Selection bias is an inherent risk for case series. Patients with previous melanoma may participate in a follow-up programme, and, for that reason, the reference threshold to a tertiary skin cancer screening clinic might be lower. Diagnostic suspicion bias was a particular risk in this case study, as a proportion of patients had a personal history of melanoma, e.g. patient 5 had a PET scanning performed due to previous melanoma, which revealed the neuro-endocrine tumour. Suspicion was not raised due to positive chromogranin A blood test, which was not performed. A possible value of PET scanning cannot be inferred from this case series, as PET scanning, in itself, was used as the gold standard for the examination programme for patients with previous melanoma and eruptive naevi was a simultaneously occurring phenomenon. The circularity of this incorporation bias hampers conclusions regarding the value of PET scanning for the medical indication of eruptive halo-naevi in adults. In order to develop multiple halo naevi, the patient would have to present with multiple naevi. Atypical naevus syndrome or multiple sun-induced naevi, both, in themselves, increase melanoma risk. The incidental finding of melanoma, neuroendocrine tumour and papillary thyroid carcinoma might be caused by a silent phase of the cancers and the screening procedure incur a lead-time bias.

In conclusion, this study found a substantial excess incidence of melanoma (SIR=955) and cancer overall (SIR=113).
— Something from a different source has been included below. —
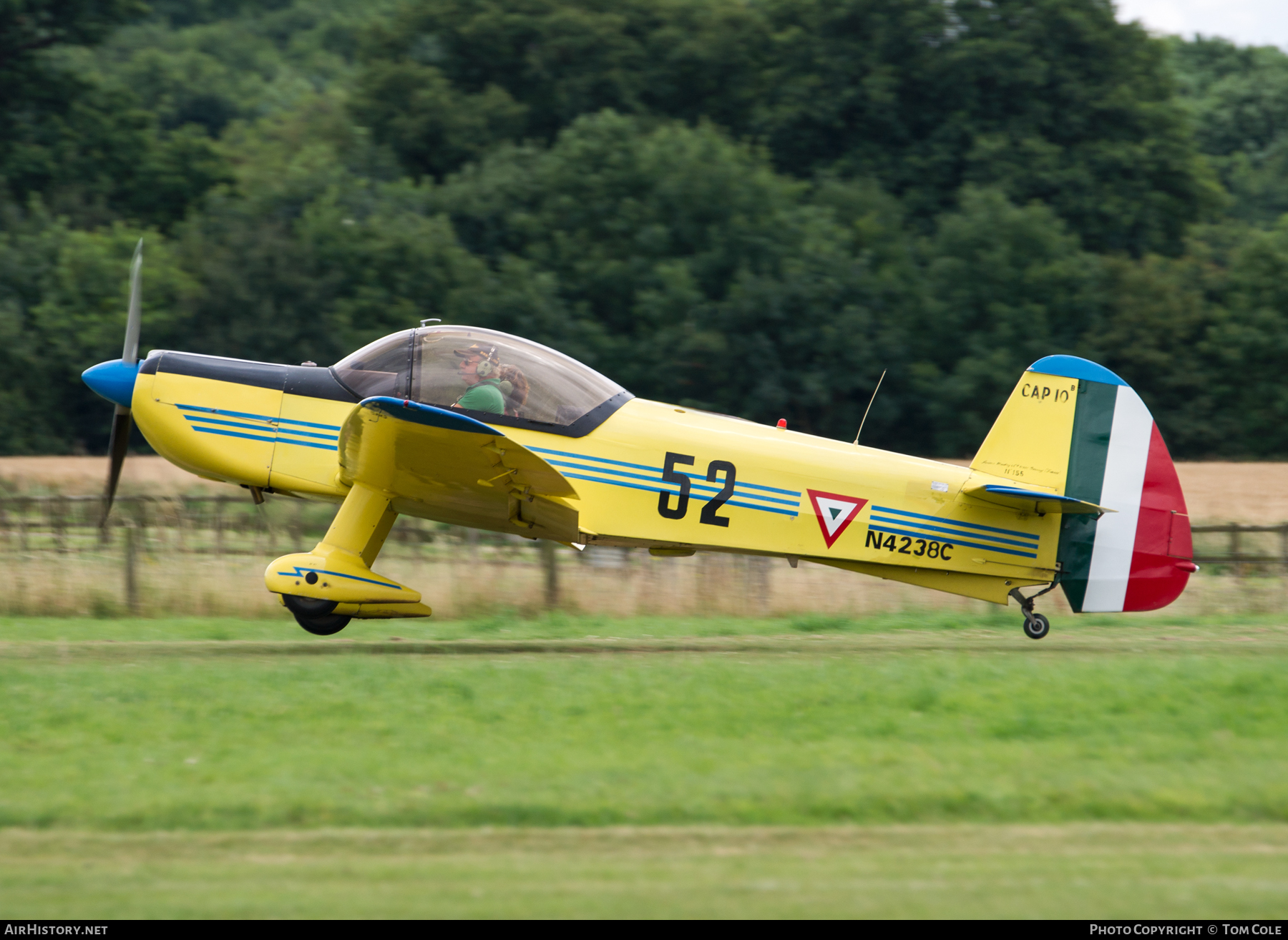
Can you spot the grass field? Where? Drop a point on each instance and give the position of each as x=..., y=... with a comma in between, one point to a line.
x=901, y=765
There is a theoretical background for the development of halo naevi as an immunological cross-reaction to melanocytic and other cancers. Melanoma-associated hypopigmentation during ICI treatment supports this. The halo reaction studied in this case series was much more pronounced than is normally expected in patients with halo naevus. Case series can be biased (including spectrum bias) for various  reasons and the value of an examination programme needs validation in controlled trials before incorporation into clinical practice.

The author has no conflicts of interest to declare.